As it should, Apple provided specific responses to questions posed by the U.S. Senators. It should not be surprising that Apple’s focus on security and privacy is still in place, even with an app and website that deals with sensitive information like a person’s overall health. Apple says the new app and website were built to “built to protect the privacy and security of users’ data”. The rest of one of those responses from Apple goes as follows:

As you note, use of the tools do not require a sign-in or association with a user’s Apple ID, and users’ individual responses are not sent to Apple or any government organization. Access to important information and guidance regarding individual health or the health of a loved one should not require individuals to compromise their privacy rights. Rather, it is in times like these, that our commitment to protecting those rights is most important. Our COVID-19 app and website were designed with that in mind.

The app and website have an obvious opt-in process, and there are privacy terms in place that cover any transfer of personal data — which the user has to agree to before it can happen. Meanwhile, no health insurance companies or health care providers are capable of acquiring the data users put into the app and/or website, which means neither resource is covered or subject to the Health Insurance Portability and Accountability Act, or HIPAA.

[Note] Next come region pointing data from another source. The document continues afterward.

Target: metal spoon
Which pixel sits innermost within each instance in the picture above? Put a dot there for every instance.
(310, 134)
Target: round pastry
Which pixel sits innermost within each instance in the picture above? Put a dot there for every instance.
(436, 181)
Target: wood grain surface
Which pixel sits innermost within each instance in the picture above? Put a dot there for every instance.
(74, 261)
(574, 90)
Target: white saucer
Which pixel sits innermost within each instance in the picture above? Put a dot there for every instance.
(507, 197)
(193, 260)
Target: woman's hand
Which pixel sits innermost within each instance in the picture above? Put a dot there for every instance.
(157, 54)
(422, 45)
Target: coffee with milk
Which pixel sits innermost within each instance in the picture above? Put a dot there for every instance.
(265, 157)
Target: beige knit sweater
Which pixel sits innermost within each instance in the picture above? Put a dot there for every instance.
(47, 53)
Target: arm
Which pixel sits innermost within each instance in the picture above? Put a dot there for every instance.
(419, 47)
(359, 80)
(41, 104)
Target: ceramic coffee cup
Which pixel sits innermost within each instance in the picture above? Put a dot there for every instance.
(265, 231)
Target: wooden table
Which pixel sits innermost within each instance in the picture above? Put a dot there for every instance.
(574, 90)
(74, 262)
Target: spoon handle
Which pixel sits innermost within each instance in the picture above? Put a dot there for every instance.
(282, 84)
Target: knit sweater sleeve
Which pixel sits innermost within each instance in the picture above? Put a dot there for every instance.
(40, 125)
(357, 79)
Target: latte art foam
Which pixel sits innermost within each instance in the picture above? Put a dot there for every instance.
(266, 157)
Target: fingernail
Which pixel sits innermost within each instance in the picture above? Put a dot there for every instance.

Apple says in its response to the U.S. Senators that it has an agreement with the U.S. Department of Health and Human Services (HHS) via the Office of the Assistant Secretary of Health and the Centers for Disease Control and Prevention (CDC) for the development of the website.

Finally, Apple says it won’t be using any of the private data that users share with the app or website for commercial purposes, and it will not ever sell that data, either.

You can check out Apple’s full response over at Bloomberg, but Apple maintains that its app and website are secure and privacy remains its key priority even for resources like its COVID-19 app and website.